Palestinians shared accounts, tried to tell the stories of trees uprooted by the thousands, of water pipelines destroyed by Israelis, of large-scale arson attacks and pogroms across different cities and towns, of settlers armed with military-grade weapons and trained by the army in illegal settlements.

However, the world only defined violence when it came in the form of bullets and bombs, which allowed Israel to shift strategies in the West Bank. As Palestinians in the West Bank are being disarmed, all that remains are cries and calls for media coverage. Violence perpetrated against Palestinians has been reduced to random and exceptional acts of hostility.

Yet Israel in the West Bank did not choose dramatic war; it chose subtlety. In the past two years, the battlefield in the West Bank has spread into everyday life and moved into the nervous system. Violence no longer depends on constant lethal force, but on permanent anticipation of a settler attack, a military raid or a court order. Constant surveillance, overhead drones, incessant home invasions, arrests and checkpoints every few meters keep the body captive.
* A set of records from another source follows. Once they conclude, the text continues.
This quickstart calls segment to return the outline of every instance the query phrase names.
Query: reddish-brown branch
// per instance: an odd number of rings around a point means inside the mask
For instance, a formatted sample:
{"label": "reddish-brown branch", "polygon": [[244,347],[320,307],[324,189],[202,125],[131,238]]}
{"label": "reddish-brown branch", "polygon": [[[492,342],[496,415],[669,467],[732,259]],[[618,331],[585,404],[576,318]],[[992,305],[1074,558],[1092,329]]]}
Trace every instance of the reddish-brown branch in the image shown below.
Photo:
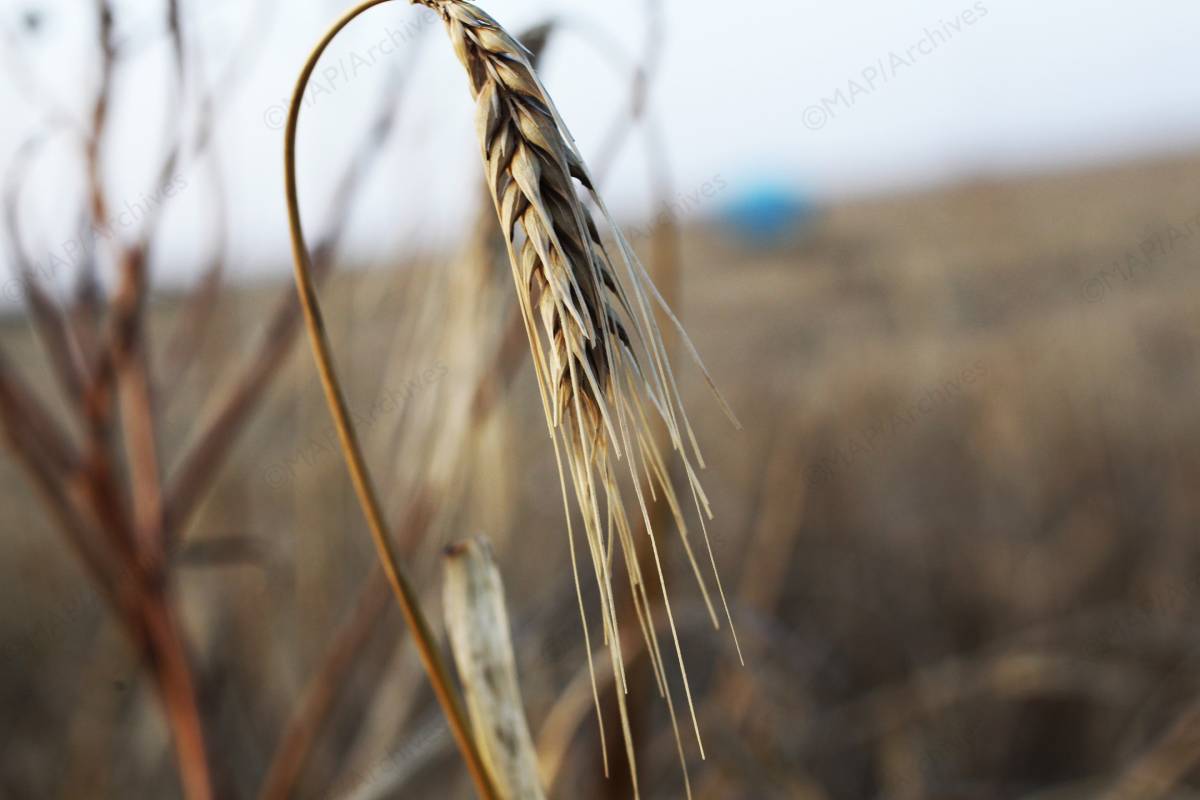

All these practices paved the way for the continuous displacement and dispossession of Palestinians from their lands. More importantly, this is exactly why Israel can push renewed policies to register land as state land and to allow Israelis to buy land with little oversight.

What this should teach us is that sometimes war exists in the subtleties, and the absence of relentless bombing does not mean the absence of war.

The opinions expressed in this article are the author’s own and do not necessarily reflect Al Jazeera’s editorial position.